City Attorney Dennis Wheeler said Friday that he recommended the new version stick to downtown to avoid potential lawsuits and controversy "until we see how it works."
He said a sidewalk code provision in Los Angeles was struck down for being overly broad.
While Seattle has successfully applied sidewalk-sitting and lying restrictions to certain commercial zones, Wheeler said in Anchorage, it doesn't seem like there's the same level of pedestrian traffic outside of downtown.

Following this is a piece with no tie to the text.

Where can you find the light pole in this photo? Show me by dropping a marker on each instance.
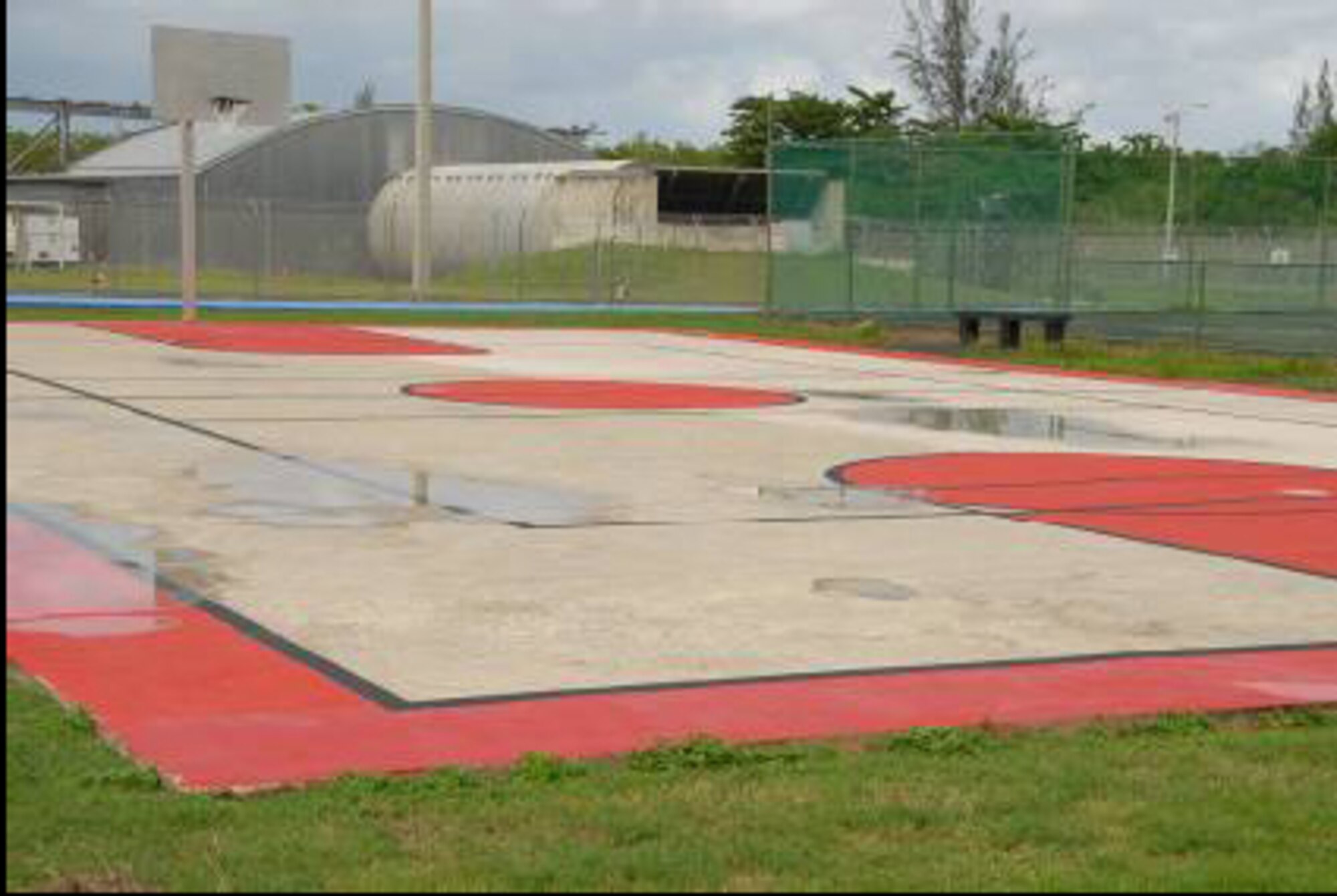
(426, 152)
(1176, 120)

Although Sullivan submitted the ordinance for the July 26 Assembly meeting, he asked at the time that the Assembly postpone a vote until September so the city Public Safety Advisory Commission could review it.
With one of the 11 Assembly members absent that night, the move to postpone the measure until September failed 5-5. Then the Assembly voted 9-1 to kill that version altogether.

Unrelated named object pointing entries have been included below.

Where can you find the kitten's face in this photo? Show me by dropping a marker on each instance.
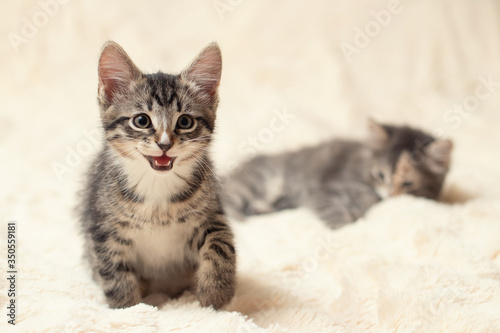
(408, 161)
(161, 120)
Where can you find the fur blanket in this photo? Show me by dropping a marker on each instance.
(295, 73)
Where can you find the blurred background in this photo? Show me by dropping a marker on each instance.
(321, 67)
(294, 73)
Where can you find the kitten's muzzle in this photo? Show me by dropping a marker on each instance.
(164, 146)
(161, 163)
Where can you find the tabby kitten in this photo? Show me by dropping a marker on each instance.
(341, 179)
(152, 216)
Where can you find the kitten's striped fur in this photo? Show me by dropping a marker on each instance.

But that doesn't mean the nine are against it. The vote left an opening for the administration to bring back a different ordinance with much the same purpose, and that's what Sullivan's done.
COMMISSION ENDORSES IT
The public safety commission, meantime, talked about the sidewalk restrictions at its August and September meetings and has passed a resolution supporting the original version, said chairwoman Sharon Chamard. The new version wasn't available at the time, she said. The resolution says, "... it is in the public interest to keep downtown sidewalks clear for the safe passage of pedestrians and those pedestrians with strollers or who are in wheelchairs..."
The main concern of the commission was to make sure it would be constitutional, which meant it should be limited to downtown, Chamard said.
"I was concerned personally, is this really a problem?" Chamard said. "I think the consensus of the commission was that it could become a problem. It's a big problem in other cities."
Assemblyman Ernie Hall, who supports the ordinance, said that for him, the proposal for a new law has never been about the one homeless protester parked in front of City Hall who inspired it.
"I've always seen this as getting ahead of that kind of situation," in which people sitting or lying on sidewalks would be a bigger problem, he said.
The Assembly member who was absent for the July and its 5-5 split, Jennifer Johnston, said she doesn't like "legislation that has been developed for one situation" -- the City Hall protester.
On the other hand, she said, "I'm interested in looking at it if it's something that's a matter of safety."